Taking women’s leadership seriously means asking for women’s input and then implementing their suggestions. It means funding women’s start-ups, their electoral campaigns, their inventions, and their initiatives. It means that (less qualified) men need to step aside sometimes in order to give the platform to a woman who knows more and will do an excellent job. It means that we need to change how we recruit—we don’t just say, “there aren’t any women who will say yes”—but we work harder to find them and to convince them to join the table. And it’s not just men who are making these mistakes. The Minister demonstrated on Wednesday that even she didn’t fully understand her role in furthering the Status of Women in our province.

Ensuring more women leaders in the province isn’t going to happen by talking at us.
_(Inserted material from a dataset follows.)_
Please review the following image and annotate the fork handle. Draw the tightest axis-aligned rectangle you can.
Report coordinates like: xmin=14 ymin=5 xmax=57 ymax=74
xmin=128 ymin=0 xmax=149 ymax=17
We are talked at by well-meaning men (and women) every day. We sit patiently while it happens and then move on. Women need systemic change. Women need real opportunities. Women need to not grow up being told by the people they love that men are better. Women need to not be beaten in their homes. Women need to not be threatened on the streets. Women need to have gender-based harassment in the workplace taken seriously by colleagues and especially managers. Women need to be paid salaries that reflect their work. Women need to be promoted when they deserve a promotion. Women need childcare. Women need paid maternity leave. Women need men to take parental leave. Women need sponsors and champions.

The big kicker here, and the thing that we often forget, is that men need women to get these things too.

Everybody is better off when women are better off.

Society needs to recognize that the default way in which we operate right now systematically holds women back. And we need to recognize that the status quo is bad for all of us. It means that we’re missing important voices and insights at the decision-making table, and it means that we’re missing an opportunity to make things better, faster.

The good news is, all of this can be fixed, and the government has started to make some strides in the right direction. Paid domestic violence leave, for example, is a good thing. But we need more from government. The Premier announced on Wednesday that the new Minister is a stand-alone minister, meaning she’s responsible for the Status of Women and no other portfolio. This is excellent news, and it means that she has more time to learn, more time to talk to her (very smart, talented, and highly educated) staff, and more time to seek advice from women leaders in the province. She’s met a lot of them now: they were at her event, and they sat patiently and kindly while they were talked at and talked down to.

I’m sure these brilliant women would be open to meeting again, and to talking to her about real stuff that will help the province move forward. They just need to be asked for their expertise. They need government to recognize what many of us already know: #womenalsoknowstuff. Let’s ask them for help and let them lead the way.